Simons Notes

Apache Log Parsing with Hadoop Hive - Part 0

July 08, 2015 | 1 Minute Read

This is going to be my first new mini-series of posts regarding my current tasks at work: parsing an Apache logfile with Hadoop Hive. During this mini-series, we will talk about on how to import logfiles into hive using simple unix commands and a hive import file table and how to extract specific kinds of information.

I plan to write this series of blog posts in a tutorial style manner. So if you want to follow along the path and get your hands dirty, I recommend downloading the Hortonworks HDP Sandbox. It is a fully fledged, preinstalled hadoop distribution, which comes in an easy to integrate imagefile using the freely available virtualbox virtualization enviroment.

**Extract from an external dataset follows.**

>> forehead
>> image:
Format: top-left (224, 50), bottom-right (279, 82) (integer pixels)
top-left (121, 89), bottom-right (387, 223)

Also you can find many more tutorials regarding the HDP Sandbox here.

I will split my little tutorial into multiple posts:

  1. Part 1 will describe how to easyly get data into your hdfs environment
  2. Part 2 will cover the actual data layout
  3. In part 3 I will talk about supported user defined functions (UDFs) that come integrated with hive
  4. And last but not least we will extend the preinstalled UDFs with some of our own
  5. After that, we will be able to fully parse the logfile and group, extract or reorganize the data to our liking

I hope to have awakened your interest! If not, at least I got a plan on what to write next for myself.

Cya, Simon